Residential Life Elevates MIT

When I reminisce about my undergraduate education, I think about East Campus.  Most of my best friends are from East Campus. Through my East Campus community, I went from someone who had never been west of Chicago or slept in a tent to someone who has traveled over 20,000 miles in the past three years, and spent a cumulative 3 months living out of a car.  East Campus has given me opportunities to try my hand at painting, circuit design, fort and roller coaster building, sailing, mechanical design, and computer programming.  After running 2 60+ person Thanksgivings at East Campus, I will NEVER fear holiday entertaining.  And there are few people who are better at making enormous quantities of ice cream than my hallmates and I.

East Campus taught me to explore, and to take risks of all sorts–and through these risks, East Campus taught me to not fear failure, but to take a deep breath and a step back, and to try again.  When I was struggling, as we all do at some points–difficulties associated with being on the crew team, relationship problems, frustrations and fears about my future–I turned to East Campus for sympathy, advice, support, and occasionally, tough love.  I do not know where I would have turned without East Campus. Through my East Campus community, I grew from a timid person who always assumed she was wrong and unintelligent into a person who can hear all sides of an issue, but who is also much more confident in her own abilities and judgement–a confidence necessary to succeed as a woman in science and engineering, and a confidence that allowed me to deviate sharply from my mechanical engineering degree to pursue a Ph.D. in geosciences.
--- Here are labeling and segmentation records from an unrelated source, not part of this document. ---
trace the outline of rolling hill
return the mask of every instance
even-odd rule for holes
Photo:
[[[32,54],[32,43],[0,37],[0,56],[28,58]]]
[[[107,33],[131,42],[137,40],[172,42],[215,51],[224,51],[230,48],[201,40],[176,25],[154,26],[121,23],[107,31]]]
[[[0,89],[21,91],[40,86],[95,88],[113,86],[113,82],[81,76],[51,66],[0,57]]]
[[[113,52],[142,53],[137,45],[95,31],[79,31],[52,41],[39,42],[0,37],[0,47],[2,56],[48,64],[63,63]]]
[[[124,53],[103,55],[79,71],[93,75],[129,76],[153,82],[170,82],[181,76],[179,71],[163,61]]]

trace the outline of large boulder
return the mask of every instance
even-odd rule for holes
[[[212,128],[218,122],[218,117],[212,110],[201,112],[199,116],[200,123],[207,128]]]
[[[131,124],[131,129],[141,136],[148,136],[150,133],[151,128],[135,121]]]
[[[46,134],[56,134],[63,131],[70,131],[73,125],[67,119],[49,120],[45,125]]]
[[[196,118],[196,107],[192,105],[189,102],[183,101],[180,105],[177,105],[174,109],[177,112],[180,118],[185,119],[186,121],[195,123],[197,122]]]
I am certain that I, personally, would not have developed this confidence outside of East Campus, and I shudder to imagine my future without it.

In getting to know other bright young scientists from other institutions, and their histories, I have realized that what makes MIT the best technical university (not one of the best, but THE best), is our community of faculty, staff, and students.  Our student body is truly unique because our residential system encourages creativity, diversity, and true community in all of the living communities, not just the East Side.  The more our residential system is homogenized, the more homogeneous we as a community will become, and we will quickly lose what makes us special, what makes us MIT.  MIT’s residential system fosters independence, creativity, and a willingness to take risks.  Without it, I fear the brilliant and dynamic inventors, designers, and innovators MIT  is known for will be a thing of the past.